There’s an elusive yet distinctly joyful quality to Carson Ellis’s picture book that feels like suspended glee, or a laugh caught halfway in the throat. Sentence construction is different in other languages and it’s really important that the gibberish phrases scan because that’s part of how a reader figures out what the bugs are saying, and working out what they are saying is part of the fun. Bicknell edited without an English translation—it only occurred to her after several rounds that there was a deliberate logic to the bugs’ seemingly nonsensical speech.

It's a genuinely charming story with brain-tickling interest from the dialogue, and it earns a satisfying edge from the silent and decisive victory over the spider. The entire story unfolds on the same small stretch of ground, where each new detail is integral to the scene at hand. Using a made-up bug language, the story is told in the dialogue between the creatures as their world changes. The creator of Home explores the astonishing changes in a garden, where insects talk their own mysterious language. It stimulates conversation, discussion; children would have great fun giving the bugs names, describing their characters, predicting what might happen next and why in relation to what they already know of the world around them.Theatre Royal Brighton welcomed the company in to develop and rehearse the new show during the closure of the venue and to present initial performances when lock down eased. Children and adults alike can guess at what the 'bug words' might mean and in doing so, inadvertently create a narrative all by themselves.

She is also the illustrator of The Composer Is Dead by Lemony Snicket and Dillweed's Revenge: A Deadly Dose of Magic by Florence Parry Heide, and she collaborated with her husband, Colin Meloy, on the best-selling Wildwood series. A bold retro color palette and lots of white space allow a big beautiful story plenty of room to breathe. Using intricate illustrations supported by spare dialogue in an invented language, Ellis elegantly weaves the tale of several square feet of ground in the insect world as the seasons pass. Every time we read this book we discover new things and I feel that it is teaching my child about nature and discovery, feelings, loss and rebirth. Carson matches them with dialogue in the enchanting foreign language of the elegantly dressed beetles and insects that live on a small, eventful patch of earth.

This book was a total hit with my three year old who loved the made up language and would use the words. The illustrations are wonderful and each spread offers plenty of details about life in the bugs' world - a twig is not a twig, a toadstool grows, insects serenade one another under a moonlit sky - the circle of life continues.

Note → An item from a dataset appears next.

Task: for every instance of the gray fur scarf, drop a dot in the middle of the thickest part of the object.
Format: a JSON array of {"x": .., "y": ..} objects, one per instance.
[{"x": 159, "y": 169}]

There’s a touch of magical realism to Ellis’s story; the cricket plays a violin, damsel flies build a tree house, the ladybird likes to relax in a deckchair and read a book (in her own language we assume. Carson Ellis is the author-illustrator of the New York Times bestseller Home, her debut solo picture book.When the plant grows taller and sprouts leaves, some young beetles arrive to gander, and soon—with the help of a pill bug named Icky—they wrangle a ladder and build a tree fort. It would be easy to make such a story clever for the sake of being clever, but instead Ellis has created one of the smartest, most original and most endearing picture books of this year.

Asda Great Deal

Free UK shipping. 15 day free returns.
Community Updates
*So you can easily identify outgoing links on our site, we've marked them with an "*" symbol. Links on our site are monetised, but this never affects which deals get posted. Find more info in our FAQs and About Us page.